As expected, the proportions in vaccination status changed—a decrease in the proportion of unvaccinated/partially vaccinated people was observed (72.5, 62.2, and 38.8%, in the Delta, BA.1, and BA.4/5 period, respectively), and a high proportion (44.1%) of hospitalized patients for COVID-19 in the BA.4/5 period had already received an additional dose of the vaccine. Most patients who were fully or additionally vaccinated before hospital admission in the Delta or BA.1 period (93.4 and 84.2%, respectively) received their last dose of vaccine 14 to 270 days before the positive RT-PCR result. As expected, the number of COVID-19 patients in the BA.4/5 period who received their last vaccine dose in the 14- to 270-day period was much lower (32.1%), with only 3.4% of patients vaccinated in the last 6 months before hospitalization.

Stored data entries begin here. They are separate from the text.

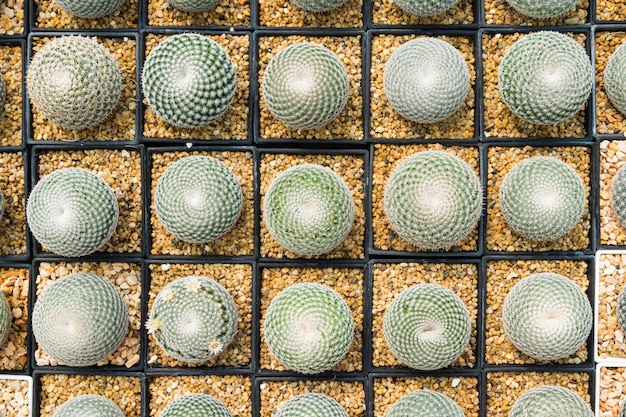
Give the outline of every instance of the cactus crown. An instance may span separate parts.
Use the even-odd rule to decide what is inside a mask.
[[[4,194],[0,190],[0,217],[4,214]]]
[[[543,385],[524,392],[513,404],[508,417],[568,416],[593,417],[589,404],[580,395],[555,385]]]
[[[617,297],[617,323],[626,332],[626,287],[620,291]]]
[[[384,207],[394,231],[407,242],[425,249],[449,248],[476,227],[482,211],[480,181],[457,156],[418,152],[389,176]]]
[[[124,417],[124,413],[108,398],[86,394],[65,401],[52,417]]]
[[[178,239],[211,242],[237,222],[243,192],[226,164],[209,156],[189,156],[159,178],[154,207],[163,227]]]
[[[267,64],[262,81],[269,111],[293,129],[316,129],[332,122],[348,100],[348,73],[328,48],[290,45]]]
[[[348,185],[330,168],[300,164],[270,184],[263,217],[276,241],[298,255],[321,255],[346,238],[355,204]]]
[[[309,392],[285,401],[274,417],[348,417],[348,413],[328,395]]]
[[[343,5],[346,0],[291,0],[291,2],[308,12],[323,13]]]
[[[352,313],[335,290],[300,283],[281,291],[265,315],[267,346],[285,367],[304,374],[332,368],[350,349]]]
[[[538,125],[563,122],[587,102],[593,70],[585,50],[558,32],[525,35],[506,52],[498,88],[507,107]]]
[[[617,170],[611,184],[611,208],[622,227],[626,227],[626,168]]]
[[[622,405],[619,408],[619,414],[617,417],[626,417],[626,400],[622,399]]]
[[[124,340],[128,309],[107,279],[70,274],[43,290],[33,308],[32,327],[39,346],[58,362],[91,366]]]
[[[386,417],[464,417],[463,411],[450,397],[436,391],[421,389],[409,392],[396,401]]]
[[[435,123],[459,110],[470,88],[470,74],[454,46],[437,38],[417,38],[391,54],[383,86],[402,117]]]
[[[541,360],[572,355],[593,322],[585,293],[563,275],[541,272],[513,286],[502,307],[504,331],[519,350]]]
[[[459,0],[393,0],[393,2],[409,14],[419,17],[430,17],[448,11]]]
[[[383,333],[405,365],[434,370],[454,362],[469,342],[472,323],[463,300],[439,284],[417,284],[387,307]]]
[[[169,3],[183,12],[202,13],[216,8],[220,0],[169,0]]]
[[[7,86],[4,81],[4,77],[0,76],[0,108],[4,107],[4,103],[7,99]]]
[[[620,113],[626,114],[626,44],[611,54],[604,68],[604,90]]]
[[[237,89],[228,53],[203,35],[181,33],[159,43],[148,55],[141,82],[146,101],[158,117],[182,127],[217,120]]]
[[[578,0],[506,0],[519,13],[538,19],[561,16],[573,10]]]
[[[185,394],[165,406],[158,417],[232,417],[218,399],[207,394]]]
[[[111,187],[82,168],[43,177],[30,193],[26,218],[42,246],[61,256],[84,256],[108,242],[119,217]]]
[[[200,363],[214,358],[237,333],[237,305],[217,281],[187,276],[159,291],[146,328],[175,359]]]
[[[26,83],[37,111],[72,130],[102,123],[122,94],[122,73],[113,55],[83,36],[46,43],[32,59]]]
[[[536,241],[569,233],[585,210],[585,188],[565,162],[534,156],[515,165],[499,191],[500,209],[514,232]]]
[[[67,13],[95,19],[106,16],[117,10],[125,0],[54,0],[56,4]]]
[[[4,293],[0,291],[0,348],[4,346],[11,334],[11,323],[13,322],[13,312],[9,301]]]

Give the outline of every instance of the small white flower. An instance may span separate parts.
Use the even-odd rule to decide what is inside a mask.
[[[212,340],[209,342],[209,351],[213,355],[217,355],[222,350],[224,350],[224,344],[220,342],[219,340]]]
[[[161,320],[157,319],[148,319],[146,322],[146,329],[148,329],[148,334],[152,334],[161,328]]]
[[[187,280],[187,289],[189,290],[190,293],[197,293],[198,290],[200,289],[200,281],[198,280],[198,278],[196,277],[192,277],[189,278],[189,280]]]

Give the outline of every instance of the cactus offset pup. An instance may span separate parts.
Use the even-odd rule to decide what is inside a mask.
[[[420,389],[393,403],[386,417],[465,417],[457,403],[440,392]]]
[[[519,13],[538,19],[561,16],[573,10],[578,0],[506,0]]]
[[[117,10],[126,0],[54,0],[67,13],[76,17],[96,19]]]
[[[622,227],[626,227],[626,165],[622,165],[613,177],[611,184],[611,208]]]
[[[11,323],[13,323],[13,311],[6,296],[0,291],[0,349],[9,339]]]
[[[626,114],[626,44],[620,45],[609,57],[604,68],[604,90],[611,103]]]
[[[348,413],[328,395],[307,392],[285,401],[274,417],[348,417]]]
[[[556,385],[543,385],[524,392],[515,400],[508,417],[593,417],[580,395]]]
[[[124,413],[106,397],[85,394],[65,401],[52,417],[124,417]]]
[[[430,17],[450,10],[459,0],[393,0],[406,13],[419,17]]]
[[[220,0],[169,0],[169,3],[183,12],[202,13],[216,8]]]
[[[165,406],[158,417],[233,417],[226,406],[207,394],[185,394]]]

The proportion of re-infected hospitalized CAC patients increased from the Delta period to BA.4/5 period. The longest median time from initial infection to reinfection which resulted in hospitalization for CAC was in BA.1 period (403 days, interquartile range 382–439) (Table 1).

A statistically significant difference in Charlson Comorbidity Index (CCI) distribution was observed between the Delta and BA.4/5 period. The number of COVID-19 patients with a CCI score of zero decreased and the number of patients with a CCI score ≥3 increased. Using Quan modification of CCI, similar results were obtained (Table 1) with lower proportion in CCI value of 1. The list of co-morbidity diagnoses, frequencies, and p-values for patients in the Delta, BA.1, and BA.4/5 periods are presented in Supplementary Table 1.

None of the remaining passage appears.